Nunca se ha repetido una obra de arte musical y han habido tantas Novenas Sinfonías de Beethoven como oyentes ha tenido en todo el mundo en sus casi doscientos años de existencia. Y por eso podemos escuchar una obra una y otra vez, pues cada vez será novedosa, en cada audición será diferente y nunca se cansará uno de exponerse por vez treinta o cuarenta a la 40 de Mozart, por poner un ejemplo.
Es por todo esto que, si queremos tener acceso al arte de la
música, ésta no puede tenerse como fondo de una plática de negocios, de una
comida o de una lectura o para dormir. Al hacerlo, nos corremos el riesgo de
que la música nos distraiga de lo que, en ese momento, es nuestra actividad
principal y es seguro que no alcanzaremos el éxtasis a través de la música.

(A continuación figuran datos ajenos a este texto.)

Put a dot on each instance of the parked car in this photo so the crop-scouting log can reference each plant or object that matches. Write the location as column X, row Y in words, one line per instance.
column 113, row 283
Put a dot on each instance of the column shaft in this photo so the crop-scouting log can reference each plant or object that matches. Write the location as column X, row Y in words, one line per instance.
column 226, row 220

Pues si como público somos creadores de la música, debemos estar pendientes de
lo que hacemos; escucharla con atención, guardar y recoger de la memoria lo que
recién ha pasado y tener la receptividad y la audacia de esperar, tratando de
adivinar, lo que viene. Cuando aprendemos a hacer esto, hemos quedado atrapados
en la música y jamás nos soltaremos de sus cadenas. Pero ¡al fin que no
queremos!
Todo esto viene a colación porque en mi vida de aficionado a
la música, que arranca desde mis primeros años, he tenido algunas experiencias
estéticas inolvidables que se han constituido en verdaderos hitos en mi
espíritu. La Novena Sinfonía de Beethoven con la Orquesta Sinfónica
Nacional dirigida por Sergiu Celibidache en 1949; la Tosca de Puccini en
el Palacio de Bellas Artes de la Ciudad de México con María Callas, Giuseppe di
Stefano y Piero Campolonghi, cuando la Callas se despidió de México en 1951; la
Quinta Sinfonía de Shostakovich dirigida por Alexander Gauk, también en la
Ciudad de México en 1959; la Sinfonía Pastoral de Beethoven con la
Filarmónica de Viena dirigida por Karl Böhm en la ciudad de Bonn en 1970; el
ballet Romeo y Julieta de Prokofiev en la ciudad de Kiev en 1988; la Bohemia
de Puccini, la puesta en escena de 1999 en la Ciudad de México con Fernando de
la Mora y Cristina Gallardo-Domas; el Quinteto para violonchelo de
Schubert con el Cuarteto Latinoamericano y Bozena Slavinska en San Miguel de
Allende; el Octeto de Mendelssohn con los Cuartetos de Shangai y Ying,
también en San Miguel de Allende en 1999 y algunas otras más. Es tan fuerte su
presencia dentro de mí, que a la menor provocación platico de ellas. Estoy
convencido de que las experiencias bellas, cuando se comparten, se hacen más
bellas, y así nacen los mitos. Eso quería yo hacer en esta entrega, recordar
para ustedes algunas de estas experiencias, pero se me fueron las líneas en los
prolegómenos; ya será en otras entradas.